Multivariate time series analysis (e.g., forecasting (Zeng et al., 2021) and classification (Li et al., 2022) ) has a wide spectrum of applications like traffic flow forecasting (Liu et al., 2020) , electricity demand prediction (Kaur et al., 2021) , motion detection (Laddha et al., 2021) , health monitoring (Tonekaboni et al., 2021) , etc. Most of these multivariate time series analysis approaches typically assume intact input for building models. However, real-world multivariate time series tends to have missing values caused by factors like device malfunction, communication failure, or costly measurement, leading to impaired performance of these approaches, or even rendering them inapplicable. In light of this, many time series imputation methods have been proposed to infer missing values from the observed ones. A multivariate time series, denoted as X ∈ R N ×T , consists of N univariate time series (called channels) spanning over T time steps.
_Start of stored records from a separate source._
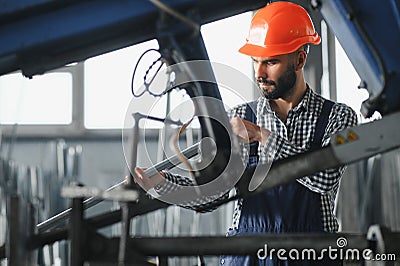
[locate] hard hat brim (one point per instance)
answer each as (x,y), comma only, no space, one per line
(267,51)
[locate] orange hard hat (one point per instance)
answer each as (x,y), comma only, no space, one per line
(279,28)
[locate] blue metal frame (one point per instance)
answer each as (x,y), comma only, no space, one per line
(51,34)
(369,32)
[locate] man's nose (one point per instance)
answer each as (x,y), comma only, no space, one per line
(259,71)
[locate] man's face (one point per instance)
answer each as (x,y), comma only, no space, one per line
(276,76)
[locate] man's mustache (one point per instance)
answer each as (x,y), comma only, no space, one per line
(264,81)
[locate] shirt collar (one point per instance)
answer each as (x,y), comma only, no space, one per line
(304,103)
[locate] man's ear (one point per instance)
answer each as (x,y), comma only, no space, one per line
(301,60)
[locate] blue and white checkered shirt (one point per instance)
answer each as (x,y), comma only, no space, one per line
(290,137)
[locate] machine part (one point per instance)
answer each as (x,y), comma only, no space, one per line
(370,47)
(166,164)
(21,223)
(270,28)
(383,242)
(121,194)
(77,233)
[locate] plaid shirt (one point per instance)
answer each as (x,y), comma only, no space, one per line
(288,138)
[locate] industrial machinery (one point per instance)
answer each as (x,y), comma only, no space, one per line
(42,35)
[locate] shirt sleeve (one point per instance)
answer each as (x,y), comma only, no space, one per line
(341,118)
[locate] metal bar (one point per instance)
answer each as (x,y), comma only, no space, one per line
(250,244)
(166,164)
(76,232)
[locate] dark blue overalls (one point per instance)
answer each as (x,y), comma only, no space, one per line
(283,209)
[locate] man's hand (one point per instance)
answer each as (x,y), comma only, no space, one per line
(146,182)
(249,132)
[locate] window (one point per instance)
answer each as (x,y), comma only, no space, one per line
(45,99)
(107,78)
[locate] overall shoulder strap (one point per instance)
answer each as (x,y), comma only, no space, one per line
(322,122)
(251,109)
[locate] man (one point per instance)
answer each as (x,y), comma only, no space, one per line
(290,118)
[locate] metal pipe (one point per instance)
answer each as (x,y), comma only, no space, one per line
(163,165)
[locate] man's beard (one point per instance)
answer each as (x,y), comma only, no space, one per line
(282,88)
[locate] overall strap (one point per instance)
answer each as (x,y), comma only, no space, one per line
(251,109)
(322,122)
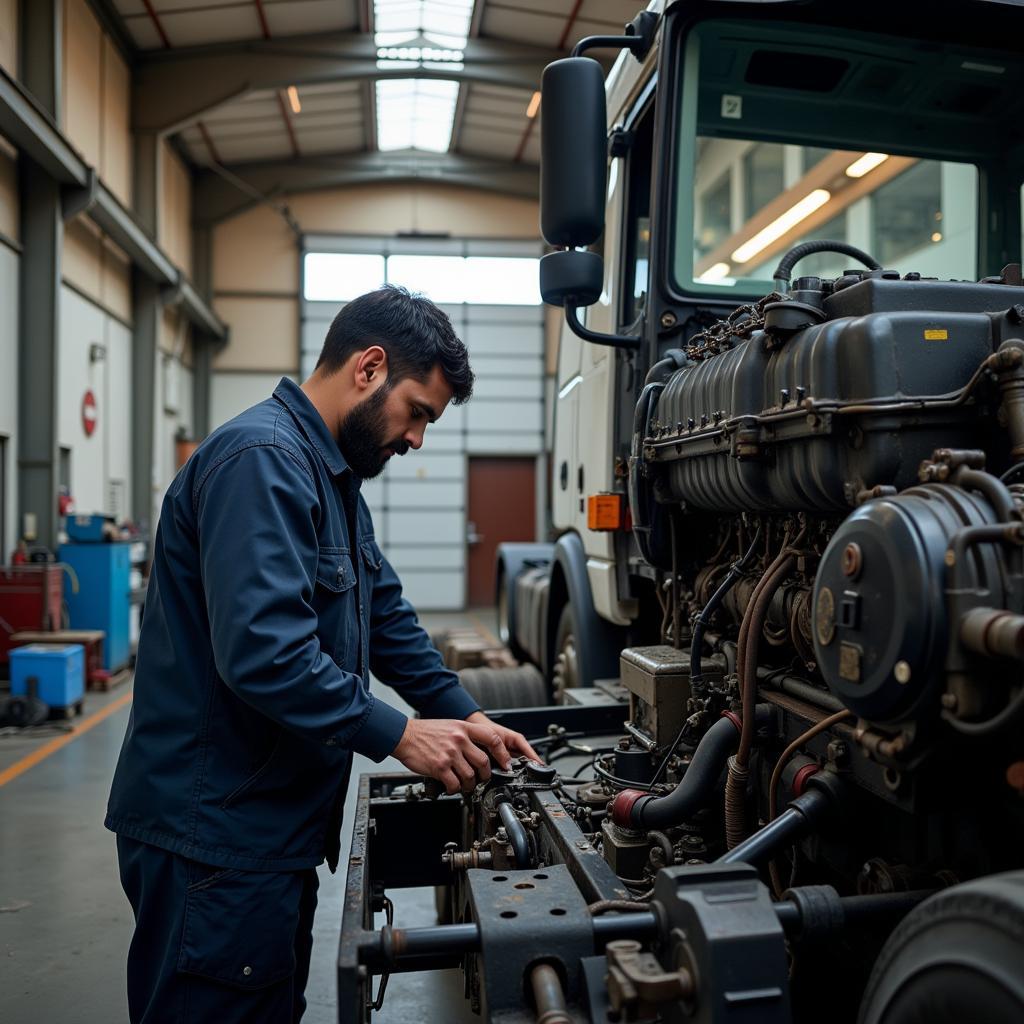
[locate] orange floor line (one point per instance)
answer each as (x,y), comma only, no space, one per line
(30,760)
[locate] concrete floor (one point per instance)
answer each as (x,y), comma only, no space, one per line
(66,924)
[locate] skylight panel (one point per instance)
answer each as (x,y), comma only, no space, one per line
(442,24)
(415,114)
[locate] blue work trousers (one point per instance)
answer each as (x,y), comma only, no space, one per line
(213,944)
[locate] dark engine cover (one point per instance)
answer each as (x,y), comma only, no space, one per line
(832,410)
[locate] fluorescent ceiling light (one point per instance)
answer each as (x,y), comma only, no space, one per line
(415,114)
(442,23)
(718,272)
(864,164)
(781,224)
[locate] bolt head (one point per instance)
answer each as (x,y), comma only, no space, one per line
(853,559)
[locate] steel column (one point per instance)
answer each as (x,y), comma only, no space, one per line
(147,309)
(39,283)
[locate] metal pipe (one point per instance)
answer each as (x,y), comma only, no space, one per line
(402,950)
(798,819)
(516,834)
(609,927)
(548,995)
(800,688)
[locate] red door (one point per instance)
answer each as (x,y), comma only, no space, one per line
(502,507)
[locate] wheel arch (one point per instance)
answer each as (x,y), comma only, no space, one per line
(598,641)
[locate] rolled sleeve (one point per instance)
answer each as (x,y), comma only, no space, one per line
(256,515)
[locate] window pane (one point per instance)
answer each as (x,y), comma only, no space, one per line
(340,276)
(907,213)
(740,205)
(714,208)
(478,280)
(439,278)
(764,177)
(497,281)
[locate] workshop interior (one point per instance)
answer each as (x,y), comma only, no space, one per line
(731,529)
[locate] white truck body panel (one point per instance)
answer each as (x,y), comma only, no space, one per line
(586,396)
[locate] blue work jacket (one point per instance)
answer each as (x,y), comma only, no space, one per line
(268,605)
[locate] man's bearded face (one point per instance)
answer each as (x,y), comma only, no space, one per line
(365,441)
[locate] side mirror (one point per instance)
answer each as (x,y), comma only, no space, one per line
(573,153)
(571,278)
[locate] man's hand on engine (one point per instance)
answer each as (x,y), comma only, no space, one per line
(514,741)
(457,753)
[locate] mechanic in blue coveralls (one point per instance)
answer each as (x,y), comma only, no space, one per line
(268,606)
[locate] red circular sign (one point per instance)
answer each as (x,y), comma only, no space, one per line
(89,414)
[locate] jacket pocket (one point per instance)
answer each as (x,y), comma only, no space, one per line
(334,569)
(372,554)
(240,791)
(240,927)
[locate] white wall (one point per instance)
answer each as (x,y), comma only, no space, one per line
(420,503)
(100,464)
(8,392)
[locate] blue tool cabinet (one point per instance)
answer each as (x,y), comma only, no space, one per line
(102,600)
(57,670)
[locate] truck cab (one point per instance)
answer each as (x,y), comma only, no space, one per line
(732,132)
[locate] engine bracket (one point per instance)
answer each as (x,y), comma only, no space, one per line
(725,933)
(528,918)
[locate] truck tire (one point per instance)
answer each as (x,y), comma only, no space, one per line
(519,687)
(955,957)
(565,674)
(506,625)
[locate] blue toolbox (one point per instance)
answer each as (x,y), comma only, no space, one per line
(98,595)
(58,671)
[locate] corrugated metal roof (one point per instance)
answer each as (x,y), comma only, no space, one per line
(341,117)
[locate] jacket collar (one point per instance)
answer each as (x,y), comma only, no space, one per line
(311,424)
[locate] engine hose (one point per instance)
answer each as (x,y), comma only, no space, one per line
(748,652)
(992,487)
(636,809)
(776,777)
(784,269)
(696,676)
(515,832)
(735,785)
(674,358)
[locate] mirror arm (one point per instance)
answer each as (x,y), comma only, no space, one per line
(639,38)
(614,340)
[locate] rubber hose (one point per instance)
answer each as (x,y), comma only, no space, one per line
(516,834)
(633,809)
(748,653)
(784,269)
(674,358)
(696,675)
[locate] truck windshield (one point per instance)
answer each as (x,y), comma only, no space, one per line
(788,135)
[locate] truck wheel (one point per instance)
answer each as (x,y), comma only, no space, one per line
(955,957)
(566,672)
(518,687)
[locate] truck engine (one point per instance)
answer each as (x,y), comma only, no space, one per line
(815,805)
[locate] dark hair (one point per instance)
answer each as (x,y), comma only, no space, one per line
(415,333)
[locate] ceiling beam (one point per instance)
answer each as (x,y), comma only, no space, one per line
(215,199)
(174,88)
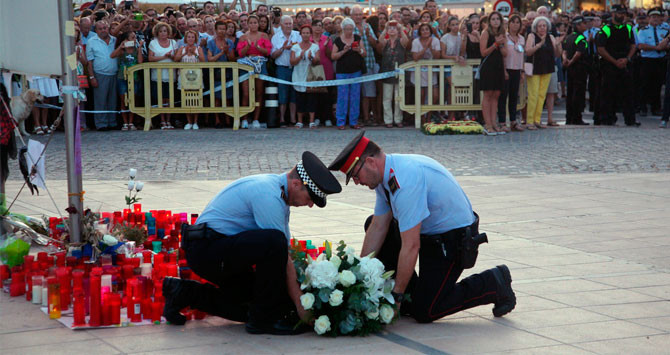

Hence, it offers two perspectives for imputation: modeling cross-channel correlations and exploiting temporal dynamics. Earlier methods (Batista et al., 2002; Acuna & Rodriguez, 2004; Box et al., 2015) either aggregate observed entries across channels by estimating similarity between distinct channels, or solely exploit local smoothness or linear assumption in the same channel to fill in missing values. Since these methods lack the ability of modeling nonlinear dynamics and complex correlations, they may not perform well in practice.